The benefits of good data hygiene
With high-quality data, security teams can automate confidently, relying less on human judgment to check, approve, or fix automated decisions.
Reliable automation enables real-time security at scale, reinforcing the “everywhere, all the time” zero-trust security context even when thousands of users, devices, and assets are involved. This can be applied to a vast range of security functions. Assessing identity risk is one example: determining if a requesting resource should be allowed to perform a given action based on established risk thresholds, even when the identity of that resource is not previously known, such as a new partner.
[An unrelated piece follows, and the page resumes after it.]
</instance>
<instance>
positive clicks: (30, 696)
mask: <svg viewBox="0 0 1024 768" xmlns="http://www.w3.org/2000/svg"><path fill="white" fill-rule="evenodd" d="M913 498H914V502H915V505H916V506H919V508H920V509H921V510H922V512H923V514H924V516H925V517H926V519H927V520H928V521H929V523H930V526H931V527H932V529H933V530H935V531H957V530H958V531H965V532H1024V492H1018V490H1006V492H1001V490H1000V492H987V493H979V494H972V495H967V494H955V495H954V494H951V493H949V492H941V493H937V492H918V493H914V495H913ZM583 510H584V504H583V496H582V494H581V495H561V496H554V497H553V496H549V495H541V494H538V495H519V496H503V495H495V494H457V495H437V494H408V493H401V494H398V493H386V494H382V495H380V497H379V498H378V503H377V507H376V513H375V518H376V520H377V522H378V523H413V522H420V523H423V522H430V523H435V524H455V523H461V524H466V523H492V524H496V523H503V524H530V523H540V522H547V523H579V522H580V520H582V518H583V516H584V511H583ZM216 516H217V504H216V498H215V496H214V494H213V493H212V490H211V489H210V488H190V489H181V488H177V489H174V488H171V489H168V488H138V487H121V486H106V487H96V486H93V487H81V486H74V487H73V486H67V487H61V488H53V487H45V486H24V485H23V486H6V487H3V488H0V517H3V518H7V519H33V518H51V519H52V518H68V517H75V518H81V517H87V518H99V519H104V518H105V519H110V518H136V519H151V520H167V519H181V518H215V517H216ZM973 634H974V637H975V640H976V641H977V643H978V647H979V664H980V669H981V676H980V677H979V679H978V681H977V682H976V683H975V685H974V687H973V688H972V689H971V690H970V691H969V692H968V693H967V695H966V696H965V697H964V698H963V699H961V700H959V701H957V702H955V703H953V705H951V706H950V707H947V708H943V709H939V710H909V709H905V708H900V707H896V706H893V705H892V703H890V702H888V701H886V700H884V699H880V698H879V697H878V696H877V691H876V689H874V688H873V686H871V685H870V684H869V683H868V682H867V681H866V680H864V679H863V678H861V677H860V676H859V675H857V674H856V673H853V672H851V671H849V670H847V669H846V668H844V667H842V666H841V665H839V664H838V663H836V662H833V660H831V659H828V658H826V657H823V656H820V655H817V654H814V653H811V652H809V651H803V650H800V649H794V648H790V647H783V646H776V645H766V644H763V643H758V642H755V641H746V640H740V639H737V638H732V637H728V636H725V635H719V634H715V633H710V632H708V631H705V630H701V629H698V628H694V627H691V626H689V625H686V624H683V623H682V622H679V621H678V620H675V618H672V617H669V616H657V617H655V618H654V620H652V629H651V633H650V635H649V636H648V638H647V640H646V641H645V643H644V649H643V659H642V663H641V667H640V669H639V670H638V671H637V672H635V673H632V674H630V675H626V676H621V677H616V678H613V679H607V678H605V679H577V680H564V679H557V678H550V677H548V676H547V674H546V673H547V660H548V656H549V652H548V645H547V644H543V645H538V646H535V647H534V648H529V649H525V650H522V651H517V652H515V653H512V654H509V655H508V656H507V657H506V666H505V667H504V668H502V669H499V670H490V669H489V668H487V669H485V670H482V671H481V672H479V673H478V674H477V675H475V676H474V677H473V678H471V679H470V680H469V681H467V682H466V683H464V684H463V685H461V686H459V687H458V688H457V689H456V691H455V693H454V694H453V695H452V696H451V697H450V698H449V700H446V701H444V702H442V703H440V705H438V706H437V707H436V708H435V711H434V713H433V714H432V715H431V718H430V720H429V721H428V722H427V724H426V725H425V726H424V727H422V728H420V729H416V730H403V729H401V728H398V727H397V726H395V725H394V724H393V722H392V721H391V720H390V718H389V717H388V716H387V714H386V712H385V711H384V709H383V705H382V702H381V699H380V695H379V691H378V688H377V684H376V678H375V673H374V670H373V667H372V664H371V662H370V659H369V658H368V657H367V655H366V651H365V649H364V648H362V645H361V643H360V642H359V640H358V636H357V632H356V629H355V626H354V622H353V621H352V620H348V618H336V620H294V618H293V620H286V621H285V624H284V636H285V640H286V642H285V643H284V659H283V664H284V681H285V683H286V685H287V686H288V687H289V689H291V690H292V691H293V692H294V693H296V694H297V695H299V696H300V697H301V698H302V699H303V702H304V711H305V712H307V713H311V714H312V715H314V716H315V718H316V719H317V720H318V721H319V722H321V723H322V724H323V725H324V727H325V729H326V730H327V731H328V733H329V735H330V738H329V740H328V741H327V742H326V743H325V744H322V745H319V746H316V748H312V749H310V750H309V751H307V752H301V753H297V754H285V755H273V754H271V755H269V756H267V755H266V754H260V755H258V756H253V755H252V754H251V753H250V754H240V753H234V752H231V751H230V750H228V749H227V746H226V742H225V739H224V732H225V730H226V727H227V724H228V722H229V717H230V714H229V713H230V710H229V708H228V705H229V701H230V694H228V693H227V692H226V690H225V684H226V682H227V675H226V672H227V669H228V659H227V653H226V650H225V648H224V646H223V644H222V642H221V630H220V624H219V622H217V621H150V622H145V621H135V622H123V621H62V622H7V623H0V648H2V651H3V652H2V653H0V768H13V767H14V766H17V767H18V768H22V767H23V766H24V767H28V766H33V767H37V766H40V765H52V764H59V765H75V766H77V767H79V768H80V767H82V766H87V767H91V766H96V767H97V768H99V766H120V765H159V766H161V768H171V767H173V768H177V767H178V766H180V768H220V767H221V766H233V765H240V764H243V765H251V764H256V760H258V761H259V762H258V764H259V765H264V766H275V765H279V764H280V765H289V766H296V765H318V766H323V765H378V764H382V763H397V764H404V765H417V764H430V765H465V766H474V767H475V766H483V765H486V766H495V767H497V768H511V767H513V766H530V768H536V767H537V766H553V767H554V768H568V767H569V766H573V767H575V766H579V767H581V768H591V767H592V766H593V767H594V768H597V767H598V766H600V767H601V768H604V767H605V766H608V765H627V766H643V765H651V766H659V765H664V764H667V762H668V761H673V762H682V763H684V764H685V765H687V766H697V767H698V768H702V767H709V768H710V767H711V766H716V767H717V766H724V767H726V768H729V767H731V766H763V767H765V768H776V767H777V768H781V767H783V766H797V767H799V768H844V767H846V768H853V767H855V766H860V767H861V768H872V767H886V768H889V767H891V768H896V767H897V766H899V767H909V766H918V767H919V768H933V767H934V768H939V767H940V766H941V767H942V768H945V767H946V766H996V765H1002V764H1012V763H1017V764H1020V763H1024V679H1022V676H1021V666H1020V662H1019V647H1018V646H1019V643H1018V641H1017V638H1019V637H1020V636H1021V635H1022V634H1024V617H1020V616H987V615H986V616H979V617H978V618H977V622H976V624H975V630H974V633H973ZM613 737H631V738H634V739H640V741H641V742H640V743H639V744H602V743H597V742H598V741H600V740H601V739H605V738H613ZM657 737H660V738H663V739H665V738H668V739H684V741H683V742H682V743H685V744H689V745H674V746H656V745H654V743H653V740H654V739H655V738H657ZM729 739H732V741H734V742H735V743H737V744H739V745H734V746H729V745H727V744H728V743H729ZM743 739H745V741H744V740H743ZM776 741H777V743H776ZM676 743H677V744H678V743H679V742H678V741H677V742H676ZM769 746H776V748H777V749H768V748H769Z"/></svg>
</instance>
With zero trust, the data involved in the transaction can be counted on as highly reliable, strengthening the decision to grant or withhold access.
The higher the quality of data an organization can maintain, the less data is needed to inform accurate, trustworthy business decisions. That can translate into faster decision-making—again, with less (or no) human oversight—and even lower IT and cloud costs, because fewer resources are required to process the data, and there’s less of it to store. Those savings can be operational (OPEX), capital (CAPEX), or both depending on the organization’s business model and technology cost structure.
Data hygiene builds the security business case
Separate from providing transactional security assurance, data hygiene based on zero trust has a higher-order role to play in enabling and protecting the business.
According to Gartner, well over half (64%) of board directors recognize digital infrastructure as strategically key to business goals, and 88% see cybersecurity as a business risk. In another report, Gartner predicted that by 2023 nearly a third of chief information security officers (CISOs) will be evaluated on their ability to “create value for the business”. High-quality data resulting from the zero-trust approach makes it easier to create that value by ensuring safeguards without constraining productivity, opening the door for CISOs to raise their board-level visibility.
For organizations that are part of far-flung and highly interdependent supply chains, zero trust eliminates much of the concern about partners’ vulnerabilities or data quality. It doesn’t matter what security models other players employ because zero-trust organizations can be assured of the strength of their access, authentication and authorization controls, and of their own data hygiene.
Implementing zero trust with the necessary automation to ease security teams’ burdens requires a unified cybersecurity platform capable of continuous discovery, assessment and risk mitigation. When that platform is equipped with secure access service edge (SASE) capabilities and extended detection and response (XDR), it provides the controls to ensure good data hygiene and also uses high-quality data to strengthen the overall security posture in a self-reinforcing cycle of defence.